Geride kalmış olan altı yıldan sonra, özel sektör kuruluşlarının ve özel sektördeki yönetim kadrolarının bu hedeflere bir hayli yaklaştıklarını görüyor ve bu gelişmeden dolayı ulusumuzun yarınları için umutlu bekleyişimizi sürdürüyoruz.

Ülkemizde, ekonomik konular, Planlı Döneme geçtiğimiz 1963 yılından bu yana değişik platformlarda yaygınlaşarak tartışılmaktadır.
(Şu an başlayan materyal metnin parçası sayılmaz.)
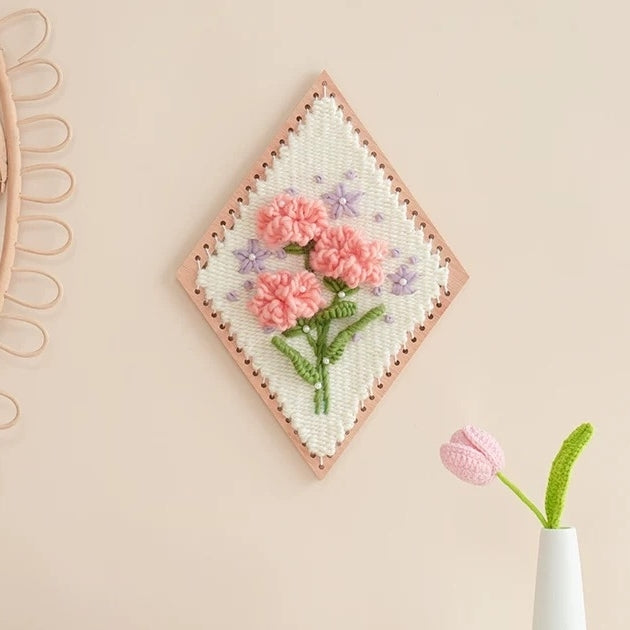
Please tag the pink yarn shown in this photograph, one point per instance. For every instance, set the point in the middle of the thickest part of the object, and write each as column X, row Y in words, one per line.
column 473, row 455
column 282, row 297
column 342, row 252
column 288, row 219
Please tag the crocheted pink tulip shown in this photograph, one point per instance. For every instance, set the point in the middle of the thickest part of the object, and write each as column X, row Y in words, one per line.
column 282, row 297
column 288, row 219
column 473, row 455
column 342, row 252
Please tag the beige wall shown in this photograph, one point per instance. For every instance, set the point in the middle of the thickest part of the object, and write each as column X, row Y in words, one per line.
column 148, row 488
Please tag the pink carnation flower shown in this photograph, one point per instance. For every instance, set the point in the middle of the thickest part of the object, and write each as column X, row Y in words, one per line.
column 281, row 298
column 342, row 252
column 288, row 219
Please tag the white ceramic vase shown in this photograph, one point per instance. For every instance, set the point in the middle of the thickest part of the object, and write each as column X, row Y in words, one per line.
column 559, row 602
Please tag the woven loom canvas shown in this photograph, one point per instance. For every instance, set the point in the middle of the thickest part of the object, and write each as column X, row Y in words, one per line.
column 322, row 275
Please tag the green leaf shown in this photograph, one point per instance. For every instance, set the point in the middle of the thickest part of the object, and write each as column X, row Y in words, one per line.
column 336, row 310
column 561, row 472
column 304, row 369
column 339, row 343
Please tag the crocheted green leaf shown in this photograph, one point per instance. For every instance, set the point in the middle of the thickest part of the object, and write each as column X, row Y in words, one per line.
column 294, row 248
column 561, row 472
column 339, row 343
column 336, row 310
column 304, row 369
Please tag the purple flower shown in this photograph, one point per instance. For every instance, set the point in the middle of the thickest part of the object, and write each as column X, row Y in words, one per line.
column 342, row 202
column 402, row 280
column 252, row 257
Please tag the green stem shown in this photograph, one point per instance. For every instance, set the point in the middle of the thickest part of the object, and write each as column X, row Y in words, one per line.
column 519, row 493
column 322, row 394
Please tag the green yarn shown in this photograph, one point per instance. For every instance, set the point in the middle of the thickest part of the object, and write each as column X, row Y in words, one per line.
column 521, row 495
column 336, row 310
column 560, row 473
column 302, row 366
column 339, row 343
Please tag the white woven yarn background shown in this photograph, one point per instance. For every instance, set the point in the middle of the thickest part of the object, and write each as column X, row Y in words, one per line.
column 325, row 144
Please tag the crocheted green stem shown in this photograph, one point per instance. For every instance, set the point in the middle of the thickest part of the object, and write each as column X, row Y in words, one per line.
column 561, row 472
column 323, row 392
column 519, row 493
column 339, row 343
column 304, row 369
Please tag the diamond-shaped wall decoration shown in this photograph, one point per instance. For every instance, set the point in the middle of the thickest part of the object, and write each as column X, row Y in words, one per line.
column 322, row 275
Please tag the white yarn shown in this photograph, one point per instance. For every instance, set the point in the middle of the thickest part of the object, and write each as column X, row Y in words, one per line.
column 325, row 144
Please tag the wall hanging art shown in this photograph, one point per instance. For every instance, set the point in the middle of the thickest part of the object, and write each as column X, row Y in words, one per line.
column 17, row 166
column 322, row 275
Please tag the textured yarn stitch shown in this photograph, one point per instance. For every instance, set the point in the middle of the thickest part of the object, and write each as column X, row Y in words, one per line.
column 560, row 473
column 324, row 144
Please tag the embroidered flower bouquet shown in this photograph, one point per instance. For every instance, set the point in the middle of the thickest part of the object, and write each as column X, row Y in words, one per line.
column 338, row 261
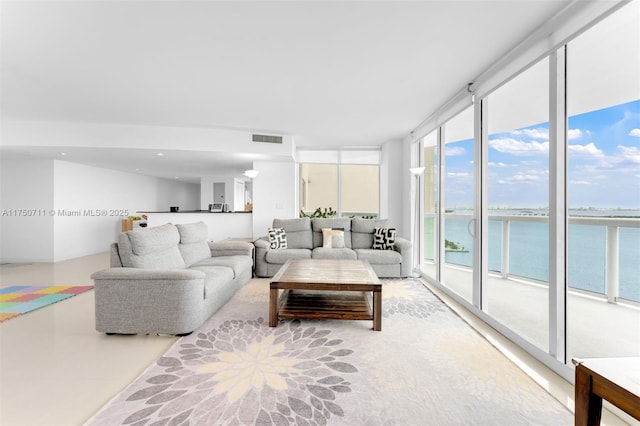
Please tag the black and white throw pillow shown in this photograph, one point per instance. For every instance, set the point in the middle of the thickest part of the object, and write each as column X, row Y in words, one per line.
column 277, row 238
column 384, row 238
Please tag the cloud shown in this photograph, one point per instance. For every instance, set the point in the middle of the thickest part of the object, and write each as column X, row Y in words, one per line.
column 518, row 147
column 539, row 133
column 586, row 151
column 629, row 154
column 577, row 134
column 461, row 174
column 455, row 150
column 531, row 177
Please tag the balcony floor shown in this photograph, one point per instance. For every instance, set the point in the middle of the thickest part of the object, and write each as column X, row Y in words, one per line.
column 596, row 328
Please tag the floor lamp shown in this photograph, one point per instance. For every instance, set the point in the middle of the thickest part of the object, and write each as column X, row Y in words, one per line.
column 416, row 173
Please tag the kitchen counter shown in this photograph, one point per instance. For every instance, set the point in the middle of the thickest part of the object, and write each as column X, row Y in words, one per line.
column 191, row 211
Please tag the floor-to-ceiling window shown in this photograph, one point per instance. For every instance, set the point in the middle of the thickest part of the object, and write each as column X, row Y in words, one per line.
column 459, row 150
column 603, row 191
column 430, row 238
column 341, row 183
column 518, row 200
column 558, row 169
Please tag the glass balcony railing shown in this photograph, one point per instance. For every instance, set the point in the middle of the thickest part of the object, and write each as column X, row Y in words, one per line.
column 603, row 252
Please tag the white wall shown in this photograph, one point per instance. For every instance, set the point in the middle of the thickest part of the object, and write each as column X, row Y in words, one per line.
column 26, row 199
column 100, row 197
column 391, row 191
column 80, row 207
column 206, row 190
column 275, row 194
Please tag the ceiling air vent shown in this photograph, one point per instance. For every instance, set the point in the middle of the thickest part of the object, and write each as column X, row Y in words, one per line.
column 266, row 138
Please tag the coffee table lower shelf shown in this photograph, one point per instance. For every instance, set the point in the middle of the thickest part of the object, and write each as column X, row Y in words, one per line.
column 309, row 304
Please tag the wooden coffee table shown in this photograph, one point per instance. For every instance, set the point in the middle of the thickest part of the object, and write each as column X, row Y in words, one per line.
column 326, row 289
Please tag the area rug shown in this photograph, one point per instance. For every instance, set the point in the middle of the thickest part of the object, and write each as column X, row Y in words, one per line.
column 426, row 367
column 19, row 299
Bu tartışmalar , 1980 yılından sonra, toplumsal ilgi alanımıza girmiş bulunmaktadır.

Buna rağmen ;
-Serbest Pazar Ekonomisinin koşulları nelerdir ?
-Ülkemizdeki ortam Serbest Pazar Ekonomisine uyumlu mudur ?
-Türkiye için en uygun büyüme stratejisi nedir ?
-Türk parası neden sürekli değer kaybetmektedir?
-Ülkemizde yaşanan yüksek enflasyon neden durdurulma-maktadır?
-Sıkı Para Politikası ne demektir ?
-Yüksek faiz hadleri ile tasarruflar arttırılabilir mi ?-Ülkemizde bugünki ortamda"Sermeye Piyasası" gelişebilir mi?
gibi konuların anlaşırlığı ve sorunların çözümü henüz tam açıklığa kavuşmuş değildir.
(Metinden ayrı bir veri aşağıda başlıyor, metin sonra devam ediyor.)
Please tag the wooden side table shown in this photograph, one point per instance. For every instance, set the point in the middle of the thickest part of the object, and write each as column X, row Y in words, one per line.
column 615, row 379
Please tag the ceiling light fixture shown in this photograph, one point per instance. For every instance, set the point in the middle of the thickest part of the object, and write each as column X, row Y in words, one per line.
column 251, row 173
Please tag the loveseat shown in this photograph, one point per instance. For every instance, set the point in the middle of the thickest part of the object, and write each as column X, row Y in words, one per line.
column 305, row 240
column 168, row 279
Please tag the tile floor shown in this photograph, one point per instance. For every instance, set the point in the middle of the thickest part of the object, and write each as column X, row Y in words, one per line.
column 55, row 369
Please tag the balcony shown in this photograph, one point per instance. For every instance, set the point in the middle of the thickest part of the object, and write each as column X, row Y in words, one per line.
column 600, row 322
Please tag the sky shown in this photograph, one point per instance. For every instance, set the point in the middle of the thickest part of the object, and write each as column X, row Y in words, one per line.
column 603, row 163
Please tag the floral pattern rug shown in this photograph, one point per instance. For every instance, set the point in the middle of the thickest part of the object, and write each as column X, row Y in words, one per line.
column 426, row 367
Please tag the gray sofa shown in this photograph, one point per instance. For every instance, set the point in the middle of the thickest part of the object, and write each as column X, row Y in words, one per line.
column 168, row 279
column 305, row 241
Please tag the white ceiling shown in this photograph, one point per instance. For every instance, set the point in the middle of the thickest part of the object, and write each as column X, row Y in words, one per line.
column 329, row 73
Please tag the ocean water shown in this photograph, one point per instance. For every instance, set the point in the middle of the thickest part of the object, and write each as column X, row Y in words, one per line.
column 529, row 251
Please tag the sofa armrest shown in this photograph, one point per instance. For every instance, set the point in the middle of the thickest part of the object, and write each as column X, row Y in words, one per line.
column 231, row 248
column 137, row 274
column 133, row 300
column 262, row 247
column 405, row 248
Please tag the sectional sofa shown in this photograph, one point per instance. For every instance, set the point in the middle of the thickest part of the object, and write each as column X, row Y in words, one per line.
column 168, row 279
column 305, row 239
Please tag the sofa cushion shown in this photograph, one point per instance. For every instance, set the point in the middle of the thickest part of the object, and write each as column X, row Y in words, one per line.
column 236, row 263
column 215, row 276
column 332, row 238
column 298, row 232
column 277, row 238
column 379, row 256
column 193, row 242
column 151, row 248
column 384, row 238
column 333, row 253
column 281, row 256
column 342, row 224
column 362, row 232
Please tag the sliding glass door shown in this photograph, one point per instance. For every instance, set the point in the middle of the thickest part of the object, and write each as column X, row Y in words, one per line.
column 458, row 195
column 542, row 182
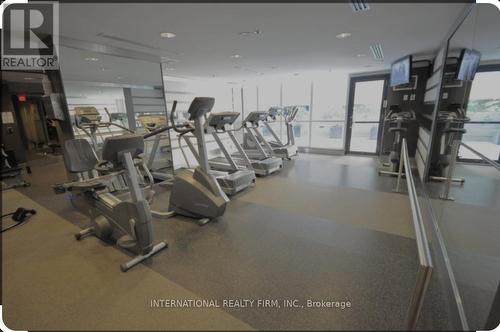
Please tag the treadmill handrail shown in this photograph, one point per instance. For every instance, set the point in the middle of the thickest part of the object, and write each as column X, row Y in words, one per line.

Bu konuları ve sorunları irdeleyen ve değişik yaklaşımları tartışan platformlar konuların kamu oyunca anlaşılmasına yardımcı olmaktadır. Bakış açıları, eğitim altyapıları, deneyimleri ve kişisel çıkar içgüdüleri değişik olan tartışmacılar ortaya attıkları görüşlerle alternatiflerin belirlenmesini sağlamaktadırlar. Buna rağmen, inandırıcı politikalar ve stratejiler henüz netlik kazanmamıştır.
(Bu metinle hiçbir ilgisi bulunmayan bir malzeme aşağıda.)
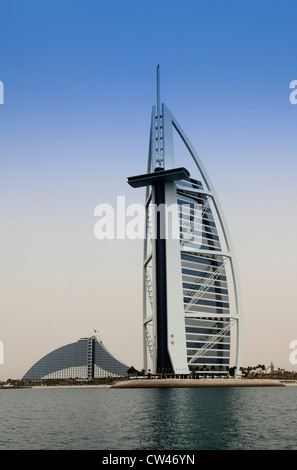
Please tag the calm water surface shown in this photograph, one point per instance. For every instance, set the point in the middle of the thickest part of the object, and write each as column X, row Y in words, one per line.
column 150, row 419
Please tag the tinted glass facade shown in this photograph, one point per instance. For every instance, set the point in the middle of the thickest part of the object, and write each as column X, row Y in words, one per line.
column 85, row 359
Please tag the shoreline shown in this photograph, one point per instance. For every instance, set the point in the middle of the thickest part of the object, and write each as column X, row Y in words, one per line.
column 196, row 383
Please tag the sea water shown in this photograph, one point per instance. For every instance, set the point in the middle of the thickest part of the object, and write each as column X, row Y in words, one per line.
column 149, row 419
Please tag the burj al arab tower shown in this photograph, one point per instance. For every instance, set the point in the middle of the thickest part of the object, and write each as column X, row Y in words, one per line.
column 192, row 317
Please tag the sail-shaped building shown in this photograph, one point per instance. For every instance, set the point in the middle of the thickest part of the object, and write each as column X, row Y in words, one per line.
column 192, row 317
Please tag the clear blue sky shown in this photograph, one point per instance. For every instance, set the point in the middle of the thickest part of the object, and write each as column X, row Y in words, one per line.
column 79, row 83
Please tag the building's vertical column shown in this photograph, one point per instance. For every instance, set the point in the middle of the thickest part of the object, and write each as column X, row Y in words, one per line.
column 163, row 360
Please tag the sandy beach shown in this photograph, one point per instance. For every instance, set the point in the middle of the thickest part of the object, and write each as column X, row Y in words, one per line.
column 186, row 383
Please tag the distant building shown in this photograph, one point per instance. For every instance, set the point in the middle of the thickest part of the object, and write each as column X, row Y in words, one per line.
column 87, row 358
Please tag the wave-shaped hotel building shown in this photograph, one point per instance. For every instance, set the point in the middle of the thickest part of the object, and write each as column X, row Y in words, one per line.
column 87, row 359
column 191, row 302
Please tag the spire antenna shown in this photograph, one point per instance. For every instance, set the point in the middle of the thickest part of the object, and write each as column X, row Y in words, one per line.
column 159, row 135
column 158, row 91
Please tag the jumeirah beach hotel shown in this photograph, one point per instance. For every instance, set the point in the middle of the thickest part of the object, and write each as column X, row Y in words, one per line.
column 192, row 317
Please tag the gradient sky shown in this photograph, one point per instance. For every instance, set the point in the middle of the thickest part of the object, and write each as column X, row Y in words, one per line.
column 79, row 83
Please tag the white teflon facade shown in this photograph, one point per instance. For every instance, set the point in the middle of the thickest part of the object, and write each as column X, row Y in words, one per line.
column 203, row 301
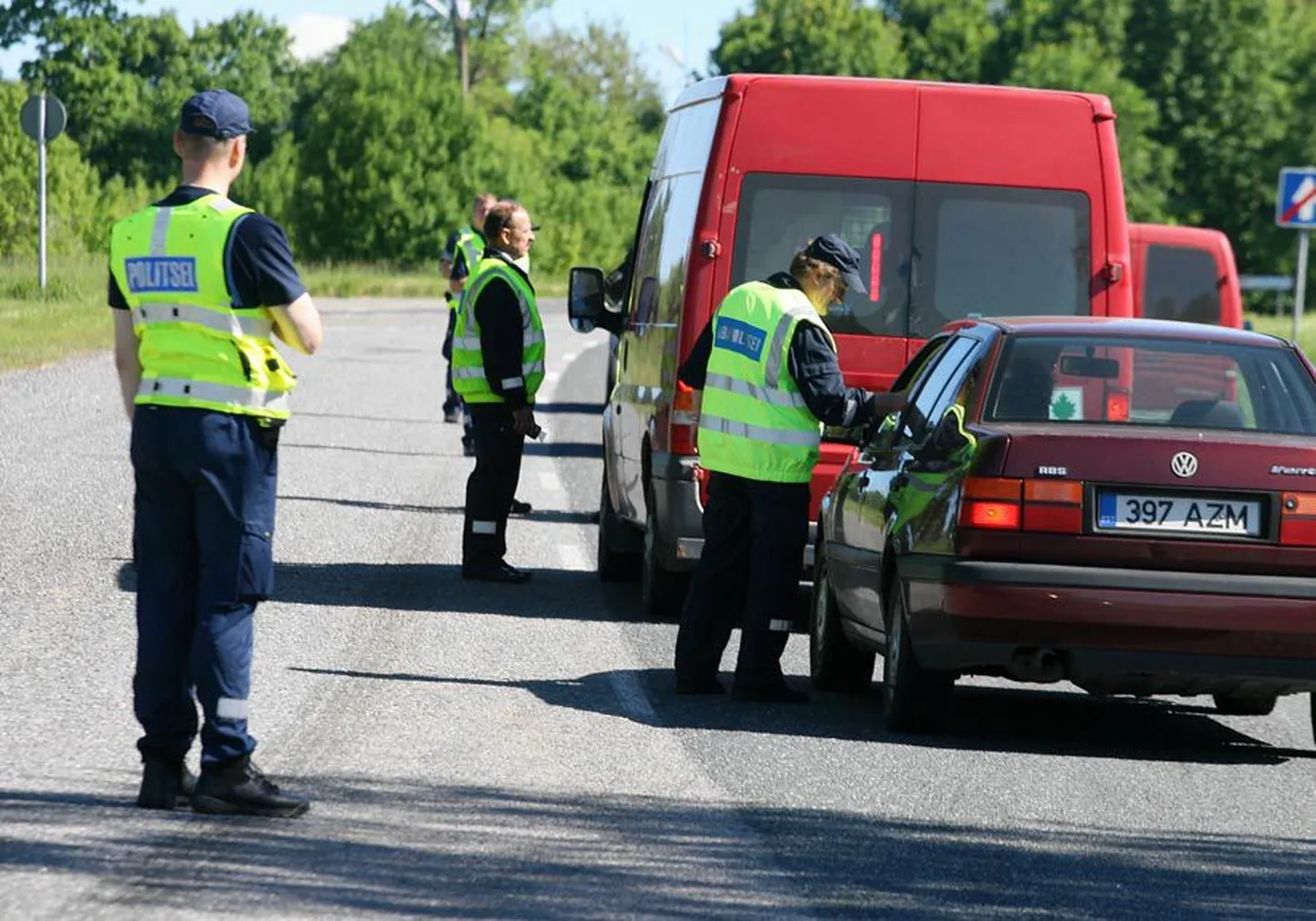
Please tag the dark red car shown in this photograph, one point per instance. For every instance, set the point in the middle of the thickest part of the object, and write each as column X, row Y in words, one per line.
column 1125, row 504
Ekonomik arayışlarda temel amaç, ülkenin kalkınması ve ferdin refah içinde yaşamasının temin edilmesidir.

Bugün, yurt içi ve ülkeler arası iletişimde ulaşılan seviye, insanların fedakarlık yaparak yaşama geleneklerini hızla yok etmektedir. Herbirimiz çevremizden etkilenmekte ve daha mutlu olma ortamının kendi yaşantımızı içine almasını beklemekteyiz.

SORUNLARIMIZ UZUN VADELIDIR !

Ülkemizin tüm sorunlarını kısa sürede çözmek mümkün değildir. Önemli olan tutarlı ve sağlıklı politikaları belirlemek ve bunları istikrarlı bir şekilde uygulamaya koymaktır.

Sorunları kısa süreli olarak kabullenmek kişisel açıdan doğru olabilir. Ancak, ulusça onurlu bir şekilde yaşamamızın ön şartı, sorunlarımıza uzun bir zaman kesiti içinde bakmamızı ve çözümlerini belirlememizi gerektirmektedir. Bütün ülkelerde olduğu gibi, bizim de kaynaklarımız sınırlı buna mukabil toplumsal ve bireysel ihtiyaçlarımız hudutsuzdur.

Bizim gibi gelişen ülkelerin ekonomilerinde;
-Fiyat mekanizmalarının gerektiği gibi çalışmaması,
-Alt-yapı yetersizliği,
-Teknoloji üretilememesi,
-Gelir dağılımındaki bölgesel ve bireysel farklılıklar,
-Özel ve toplumsal karlılık arasındaki dengesizlikler uygulamaların etkin bir şekilde, devlet tarafından kontrol edilmesini gerektirmektedir.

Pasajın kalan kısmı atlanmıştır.